The scathing report found multiple other errors that included:
- Delays in testing veterans for the virus despite the display of symptoms
- Delays in closing common spaces
- Failure to keep the staff from rotating among units
- Inconsistent use of protective equipment
- “Complete mayhem” with the recordkeeping system
Among the findings from the probe was that on March 27 the staff decided to consolidate 40 veterans from two locked dementia units into one space designed to hold 25. Both of the units housed veterans who had contacted the virus.
While both units had confirmed cases of COVID-19, there were other patients in the units who were asymptomatic. Rather than separate them from the already infected patients, they combined both units in a tightly packed area that was far too small and further led to the coronavirus spreading quickly.
One social worker attempted to raise concerns about that. Yet, the chief nursing officer replied, “it didn’t matter because [the patients] were all exposed anyway and there was not enough staff to cover both units,” the report added.
One hospital staffer who helped move the dementia patients into the tight confines of the overcrowded room told investigators she felt like she was “walking [the veterans] to their death.” Another nurse commented that the packed dementia unit looked “like a battlefield tent where the cots are all next to each other.”
The first veteran patient tested positive for coronavirus on March 17. Although he had been showing symptoms for weeks, Holyoke’s staff “did nothing to isolate” him until his test came back positive. In the meantime, they had allowed him to remain with three roommates, wander the unit, and spend time in a common room, investigators said.

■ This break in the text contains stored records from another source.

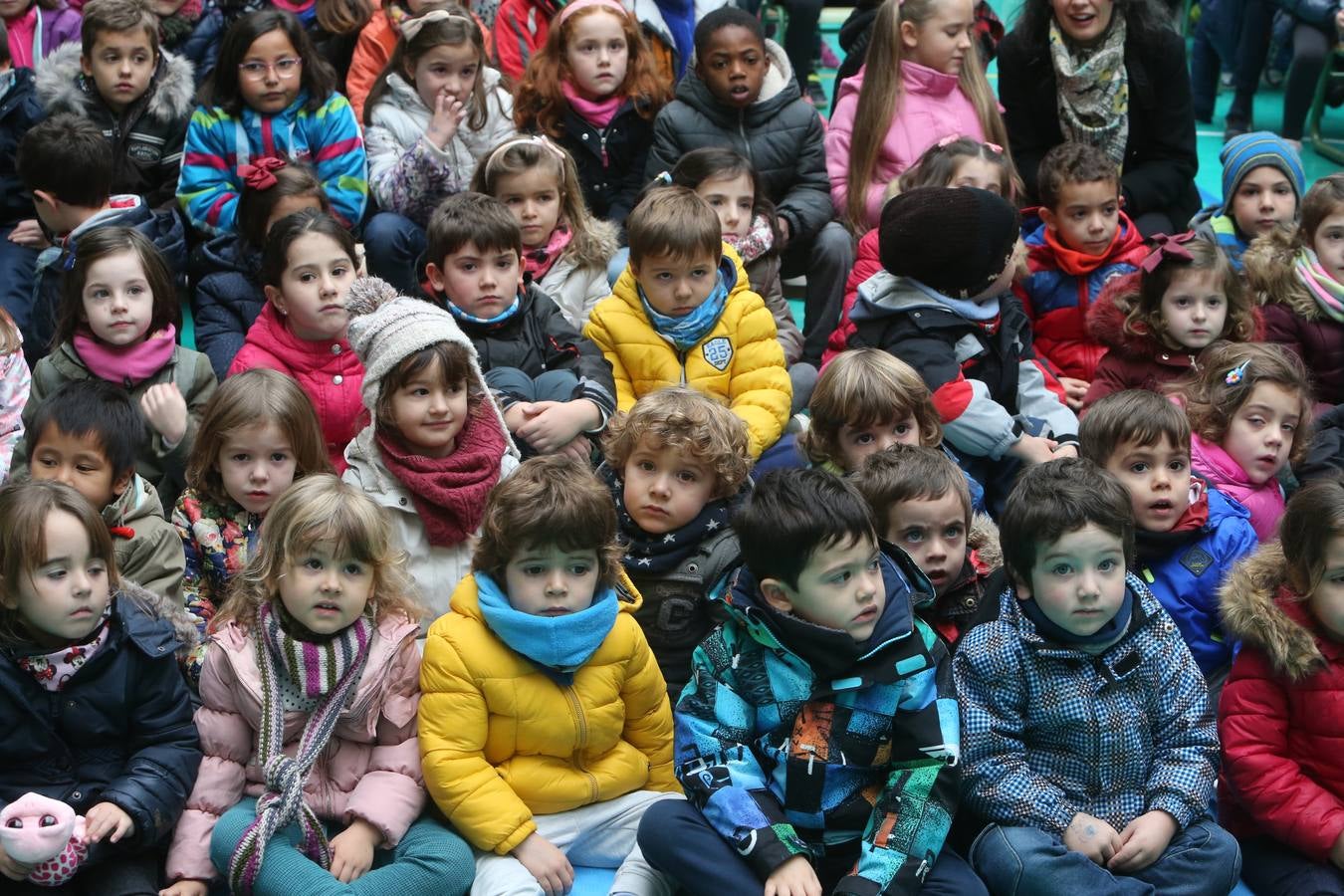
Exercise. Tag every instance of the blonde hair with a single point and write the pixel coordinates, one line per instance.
(863, 387)
(322, 510)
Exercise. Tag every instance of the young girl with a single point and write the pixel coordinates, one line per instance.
(1160, 319)
(433, 114)
(229, 295)
(1282, 786)
(95, 711)
(594, 89)
(437, 442)
(308, 718)
(564, 249)
(1250, 411)
(307, 269)
(272, 95)
(1298, 280)
(118, 323)
(258, 434)
(916, 87)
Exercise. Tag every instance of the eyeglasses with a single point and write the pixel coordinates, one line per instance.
(287, 68)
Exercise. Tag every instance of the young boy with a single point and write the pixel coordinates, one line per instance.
(1262, 188)
(675, 465)
(140, 99)
(742, 93)
(1187, 534)
(817, 741)
(922, 506)
(1087, 742)
(683, 315)
(88, 434)
(66, 165)
(554, 385)
(1077, 241)
(544, 720)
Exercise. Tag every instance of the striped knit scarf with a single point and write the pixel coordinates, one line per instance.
(329, 670)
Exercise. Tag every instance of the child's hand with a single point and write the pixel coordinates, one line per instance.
(352, 850)
(794, 877)
(1143, 842)
(546, 864)
(165, 411)
(104, 819)
(1091, 837)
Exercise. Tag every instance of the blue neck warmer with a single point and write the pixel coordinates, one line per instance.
(560, 644)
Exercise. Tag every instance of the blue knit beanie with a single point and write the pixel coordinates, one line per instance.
(1247, 152)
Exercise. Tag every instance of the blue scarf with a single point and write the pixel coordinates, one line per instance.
(560, 644)
(688, 330)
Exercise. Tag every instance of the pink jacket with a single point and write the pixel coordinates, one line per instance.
(330, 372)
(930, 107)
(369, 770)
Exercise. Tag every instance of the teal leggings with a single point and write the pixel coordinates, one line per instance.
(430, 858)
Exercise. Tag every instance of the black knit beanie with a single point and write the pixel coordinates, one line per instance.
(955, 241)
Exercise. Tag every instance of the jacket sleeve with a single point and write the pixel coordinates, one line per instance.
(998, 782)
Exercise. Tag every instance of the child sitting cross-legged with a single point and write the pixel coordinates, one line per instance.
(1087, 737)
(817, 739)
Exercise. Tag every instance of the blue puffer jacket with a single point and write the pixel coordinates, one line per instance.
(119, 731)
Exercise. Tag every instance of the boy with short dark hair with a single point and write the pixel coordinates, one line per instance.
(1089, 741)
(140, 97)
(89, 434)
(817, 741)
(1187, 534)
(554, 385)
(1077, 241)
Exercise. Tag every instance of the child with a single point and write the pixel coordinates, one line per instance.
(1298, 281)
(227, 293)
(1278, 716)
(1158, 323)
(118, 323)
(140, 97)
(66, 165)
(683, 314)
(941, 304)
(553, 384)
(1187, 534)
(432, 115)
(272, 95)
(920, 499)
(579, 743)
(95, 710)
(675, 465)
(258, 435)
(307, 268)
(1262, 188)
(1250, 412)
(88, 435)
(1077, 241)
(916, 87)
(594, 89)
(742, 96)
(1089, 743)
(437, 442)
(315, 658)
(564, 247)
(820, 662)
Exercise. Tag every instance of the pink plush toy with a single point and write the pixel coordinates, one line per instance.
(46, 833)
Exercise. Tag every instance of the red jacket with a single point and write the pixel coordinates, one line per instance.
(330, 372)
(1281, 718)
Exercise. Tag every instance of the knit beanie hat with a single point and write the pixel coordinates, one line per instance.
(953, 241)
(1247, 152)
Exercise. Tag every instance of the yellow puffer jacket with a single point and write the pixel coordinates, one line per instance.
(500, 739)
(740, 361)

Bennett Walsh, the superintendent of the Holyoke Soldiers’ Home, was determined “not qualified to manage” the long-term care facility. He was placed on paid administrative leave at the end of March and the CEO of Western Massachusetts Hospital, Val Liptak, took over operations.
Attorneys for Walsh disputed the report saying that they were “disappointed that [it] contains many baseless accusations that are immaterial to the issues under consideration. We are reviewing the report and will have more to say in the days ahead. We are also reviewing legal options as it appears that the action by Secretary Sudders and Governor Baker violates the order of the Superior Court and denies Mr. Walsh the opportunity for a fair and public hearing.”
Pearlstein’s investigation also found that the Department of Veterans’ Services failed to effectively oversee the home during Walsh’s tenure.
The Secretary of Massachusetts Department of Veterans’ Services, Francisco Urena, told NewsCenter 5 television that he has been asked to resign as the state’s secretary of Veterans’ Services.
Massachusetts Attorney General, Maura Healey, is conducting an investigation to determine if legal action is warranted. Additionally, the U.S. attorney’s office in Massachusetts and the Department of Justice’s Civil Rights Division are looking into whether the Soldier’s Home violated residents’ rights by failing to provide the proper medical care to the veterans.